Monthly Archives: March 2017

A categorical can of worms: Examining interactions in logit models in Stata

Kevin Ralston, University of Edinburgh, 2017

  1. The ‘conventional’ categorical by categorical interaction

Introduction

This post is the first of a series looking at interactions in non-linear models. This is a subject I have been thinking about for a while. It is an important issue for sociology, where we are often interested in substantively interesting categories and limited dependent variables. This series of posts is intended as a practical introduction to the issue and aimed at those new to thinking about such things.

There is a broad literature discussing interactions in logit/probit models. This is spread across a variety of publications and forums. Drawing on this I have summarised several strategies for examining interactions in a working paper which is currently circa 5000 words and growing. I had originally intended to present a comprehensive blog on these methods but the subject and its treatment is too large and detailed for a single blog!

As an alternative I will write a series of posts summarising methods for specifying and examining interactions. This is likely to include calculating ‘marginal effects’, cross-partial derivatives, the linear probability model and models reporting odds ratios. I hope it proves useful for some to draw this literature together in an introductory way. The more technical literature underlying the posts will be provided in references.

It may not be obvious that the interpretation of an interaction included in a logit model is not the same as an interaction included in an ordinary least squares model (OLS).

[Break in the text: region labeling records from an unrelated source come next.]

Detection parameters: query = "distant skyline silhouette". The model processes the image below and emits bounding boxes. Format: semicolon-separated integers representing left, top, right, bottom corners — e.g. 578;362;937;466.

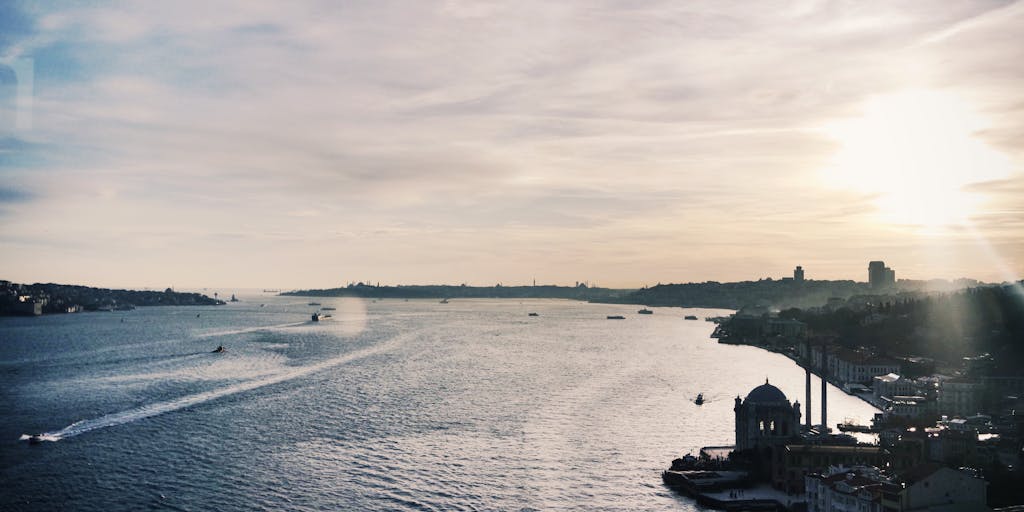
0;0;1024;289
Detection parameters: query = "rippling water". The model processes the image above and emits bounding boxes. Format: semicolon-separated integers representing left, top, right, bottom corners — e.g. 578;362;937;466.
0;296;874;511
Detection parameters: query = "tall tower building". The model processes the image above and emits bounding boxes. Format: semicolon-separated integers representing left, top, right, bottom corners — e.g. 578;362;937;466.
867;261;896;288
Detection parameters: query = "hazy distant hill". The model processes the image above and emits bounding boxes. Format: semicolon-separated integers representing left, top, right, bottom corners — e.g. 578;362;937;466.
0;281;224;315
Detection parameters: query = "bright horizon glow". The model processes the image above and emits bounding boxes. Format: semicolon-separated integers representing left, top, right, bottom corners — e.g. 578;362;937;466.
824;90;1011;232
0;0;1024;290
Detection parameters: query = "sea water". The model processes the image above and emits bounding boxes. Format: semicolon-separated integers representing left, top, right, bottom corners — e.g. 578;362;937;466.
0;294;876;511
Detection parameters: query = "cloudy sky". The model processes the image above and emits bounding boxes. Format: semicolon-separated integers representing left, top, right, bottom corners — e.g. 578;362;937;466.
0;0;1024;288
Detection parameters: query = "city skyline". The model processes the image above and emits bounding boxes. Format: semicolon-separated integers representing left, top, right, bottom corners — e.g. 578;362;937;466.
0;1;1024;289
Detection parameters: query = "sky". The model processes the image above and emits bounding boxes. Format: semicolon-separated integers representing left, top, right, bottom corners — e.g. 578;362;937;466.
0;0;1024;289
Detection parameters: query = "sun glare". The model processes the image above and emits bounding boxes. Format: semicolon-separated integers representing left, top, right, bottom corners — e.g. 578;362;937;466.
824;90;1010;229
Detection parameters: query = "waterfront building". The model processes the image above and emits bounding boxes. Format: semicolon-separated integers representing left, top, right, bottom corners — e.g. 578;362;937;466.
939;378;984;417
732;379;801;488
805;464;989;512
805;466;899;512
765;317;807;339
828;348;899;384
879;395;935;419
896;464;988;512
871;373;914;399
779;444;889;494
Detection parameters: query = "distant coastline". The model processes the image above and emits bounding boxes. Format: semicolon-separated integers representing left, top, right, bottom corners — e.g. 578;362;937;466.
281;279;976;309
281;283;635;303
0;281;225;316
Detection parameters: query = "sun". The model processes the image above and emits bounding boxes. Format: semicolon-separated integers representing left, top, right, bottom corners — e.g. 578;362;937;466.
823;90;1010;229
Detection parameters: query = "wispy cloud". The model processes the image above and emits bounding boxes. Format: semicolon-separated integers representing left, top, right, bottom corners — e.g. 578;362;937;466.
0;1;1024;286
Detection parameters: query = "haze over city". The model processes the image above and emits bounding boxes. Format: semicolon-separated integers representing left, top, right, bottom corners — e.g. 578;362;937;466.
0;1;1024;288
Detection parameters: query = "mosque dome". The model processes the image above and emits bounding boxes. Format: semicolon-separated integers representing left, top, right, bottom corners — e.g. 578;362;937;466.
744;379;790;403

In this first instance this blog outlines what may be considered a ‘conventional’ specification of a categorical by categorical interaction and how it may be interpreted.

Data

Suppose we are interested in looking at the relationship between those in social class III of Registrar Generals social class (RGSC) and various independent variables.

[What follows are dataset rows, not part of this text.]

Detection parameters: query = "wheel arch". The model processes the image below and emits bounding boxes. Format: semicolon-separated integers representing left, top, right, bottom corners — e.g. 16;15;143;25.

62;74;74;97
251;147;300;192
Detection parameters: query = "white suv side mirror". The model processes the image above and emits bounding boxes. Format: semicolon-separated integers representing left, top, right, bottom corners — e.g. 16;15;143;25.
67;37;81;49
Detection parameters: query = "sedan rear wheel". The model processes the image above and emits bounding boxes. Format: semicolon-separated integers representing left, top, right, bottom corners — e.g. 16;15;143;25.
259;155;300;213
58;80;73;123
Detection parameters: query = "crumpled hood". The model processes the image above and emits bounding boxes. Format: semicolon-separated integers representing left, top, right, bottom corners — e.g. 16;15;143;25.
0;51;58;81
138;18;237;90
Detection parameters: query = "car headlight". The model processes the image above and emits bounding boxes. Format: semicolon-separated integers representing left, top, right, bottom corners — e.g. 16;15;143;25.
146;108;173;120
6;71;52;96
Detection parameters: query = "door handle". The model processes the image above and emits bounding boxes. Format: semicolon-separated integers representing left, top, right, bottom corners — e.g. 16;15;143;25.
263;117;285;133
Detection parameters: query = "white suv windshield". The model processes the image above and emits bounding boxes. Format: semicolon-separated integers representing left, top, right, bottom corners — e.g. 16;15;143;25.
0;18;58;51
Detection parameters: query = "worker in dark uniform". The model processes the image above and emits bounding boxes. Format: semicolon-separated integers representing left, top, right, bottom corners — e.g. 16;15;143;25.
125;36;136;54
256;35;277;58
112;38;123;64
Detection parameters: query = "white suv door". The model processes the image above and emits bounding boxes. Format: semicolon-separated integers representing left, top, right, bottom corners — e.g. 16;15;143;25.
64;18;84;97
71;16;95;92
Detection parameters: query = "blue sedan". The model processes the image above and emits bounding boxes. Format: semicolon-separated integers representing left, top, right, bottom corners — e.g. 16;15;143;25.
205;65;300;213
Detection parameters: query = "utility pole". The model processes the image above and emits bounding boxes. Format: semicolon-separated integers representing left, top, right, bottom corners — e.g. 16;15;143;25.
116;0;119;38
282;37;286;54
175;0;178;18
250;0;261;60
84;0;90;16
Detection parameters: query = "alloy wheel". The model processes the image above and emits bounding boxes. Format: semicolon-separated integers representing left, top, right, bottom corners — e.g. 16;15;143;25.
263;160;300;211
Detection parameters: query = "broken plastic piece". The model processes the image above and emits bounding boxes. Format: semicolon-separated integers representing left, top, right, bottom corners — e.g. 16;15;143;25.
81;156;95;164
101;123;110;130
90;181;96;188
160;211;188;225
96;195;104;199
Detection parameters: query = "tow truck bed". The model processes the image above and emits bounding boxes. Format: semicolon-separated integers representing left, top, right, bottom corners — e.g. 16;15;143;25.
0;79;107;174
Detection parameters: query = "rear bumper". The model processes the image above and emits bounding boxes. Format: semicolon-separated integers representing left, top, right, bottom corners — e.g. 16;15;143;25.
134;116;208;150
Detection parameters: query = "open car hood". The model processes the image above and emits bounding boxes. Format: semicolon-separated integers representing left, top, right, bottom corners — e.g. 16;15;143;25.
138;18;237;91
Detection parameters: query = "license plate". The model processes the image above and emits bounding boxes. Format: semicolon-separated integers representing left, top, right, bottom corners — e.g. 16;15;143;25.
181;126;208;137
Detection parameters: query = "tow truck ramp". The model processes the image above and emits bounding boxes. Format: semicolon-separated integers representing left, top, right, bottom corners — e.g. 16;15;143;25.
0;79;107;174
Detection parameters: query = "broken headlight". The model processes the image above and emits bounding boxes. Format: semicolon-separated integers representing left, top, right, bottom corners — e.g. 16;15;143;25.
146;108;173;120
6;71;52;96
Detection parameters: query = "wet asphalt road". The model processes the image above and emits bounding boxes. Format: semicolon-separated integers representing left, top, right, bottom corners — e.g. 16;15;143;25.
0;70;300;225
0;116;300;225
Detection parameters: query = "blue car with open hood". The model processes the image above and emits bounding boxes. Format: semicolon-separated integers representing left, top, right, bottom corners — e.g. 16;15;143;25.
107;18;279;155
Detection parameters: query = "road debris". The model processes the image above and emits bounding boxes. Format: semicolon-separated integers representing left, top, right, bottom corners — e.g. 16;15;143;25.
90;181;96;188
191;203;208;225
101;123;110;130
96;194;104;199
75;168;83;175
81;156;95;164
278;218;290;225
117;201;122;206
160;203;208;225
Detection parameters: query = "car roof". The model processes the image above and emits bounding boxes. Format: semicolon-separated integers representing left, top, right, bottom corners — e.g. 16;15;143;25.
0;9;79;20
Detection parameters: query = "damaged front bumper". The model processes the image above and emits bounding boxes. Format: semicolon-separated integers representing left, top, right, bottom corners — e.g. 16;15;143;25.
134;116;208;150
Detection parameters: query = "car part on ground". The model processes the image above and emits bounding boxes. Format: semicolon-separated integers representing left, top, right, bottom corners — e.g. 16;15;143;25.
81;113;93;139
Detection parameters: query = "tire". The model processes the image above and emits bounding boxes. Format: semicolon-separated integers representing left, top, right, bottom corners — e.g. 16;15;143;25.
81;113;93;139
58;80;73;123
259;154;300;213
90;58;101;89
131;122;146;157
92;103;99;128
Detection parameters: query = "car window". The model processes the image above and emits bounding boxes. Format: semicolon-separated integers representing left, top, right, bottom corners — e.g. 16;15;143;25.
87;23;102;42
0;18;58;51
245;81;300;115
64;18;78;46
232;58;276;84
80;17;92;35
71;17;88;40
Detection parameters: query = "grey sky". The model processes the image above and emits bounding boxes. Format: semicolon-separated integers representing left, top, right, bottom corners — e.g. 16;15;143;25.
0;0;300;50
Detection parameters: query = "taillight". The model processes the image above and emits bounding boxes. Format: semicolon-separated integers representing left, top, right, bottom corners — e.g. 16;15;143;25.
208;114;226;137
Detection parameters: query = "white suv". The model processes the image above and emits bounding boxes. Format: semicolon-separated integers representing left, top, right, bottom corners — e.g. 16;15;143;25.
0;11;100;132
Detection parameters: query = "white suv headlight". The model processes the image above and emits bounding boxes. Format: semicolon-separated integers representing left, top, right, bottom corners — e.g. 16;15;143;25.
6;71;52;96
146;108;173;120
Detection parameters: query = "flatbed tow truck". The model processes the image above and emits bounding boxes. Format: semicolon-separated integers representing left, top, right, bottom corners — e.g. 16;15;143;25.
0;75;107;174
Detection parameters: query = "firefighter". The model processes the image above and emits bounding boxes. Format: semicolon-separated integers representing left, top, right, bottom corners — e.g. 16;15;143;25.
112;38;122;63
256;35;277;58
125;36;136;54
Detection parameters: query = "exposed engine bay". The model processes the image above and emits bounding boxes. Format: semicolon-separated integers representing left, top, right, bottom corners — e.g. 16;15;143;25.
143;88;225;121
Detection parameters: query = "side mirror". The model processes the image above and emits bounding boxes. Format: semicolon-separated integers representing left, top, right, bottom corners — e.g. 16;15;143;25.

The data used are from the General Household Survey 1995 teaching dataset (Cooper and Arber 2000). This is available to download from the UK data archive. The dependent variable is dichotomous controlling for whether a case is recorded as being in social class III or not (Table 1). Independent variables are also dichotomised and include whether an individual has qualifications or no qualifications; is working full-time or part-time and their age.

Table 1, frequencies of distributions of variables of interest by whether an individual is a man or a woman, including chi-square and phi levels
% (n) Chi-square p-value Phi
Men Women
Not class III 60 (1043) 40 (698) 0.00 0.31
Class III 23 (126) 77 (413)
Qualification 52 (924) 48 (857) 0.27 0.02
No Quals 49 (245) 51 (254)
Part-time 16 (97) 84 (499) 0.00 -0.42
Full-time 64 (1072) 36 (612)
Min max sd
Mean age men 40 16 69 12
Mean age women 39 16 67 12
n= 1169 1111
Source, General Household Survey 1995

 Although this is an example from a teaching dataset, chosen because it illustrates certain patterns and relationships in the data, there could easily be reasons why a researcher would look to model such relationships. One might be if a researcher were interested in processes or outcomes related to gendered occupational segregation. RGSC is an older measure and might not be the first choice for many sociologists. It is a measure still widely used in public health research, and there may be reasons to compare RGSC with other occupationally based social class measures.

The sample comprises of a complete case analysis of everyone in the data who are over 16 and non-missing.

Analysis

Occupational position changes across the life course as people often transition from perhaps less secure low skilled employment in their youth, to career positions post education. In this respect these analyses are non-conventional in that they include everyone over 16 who is in work.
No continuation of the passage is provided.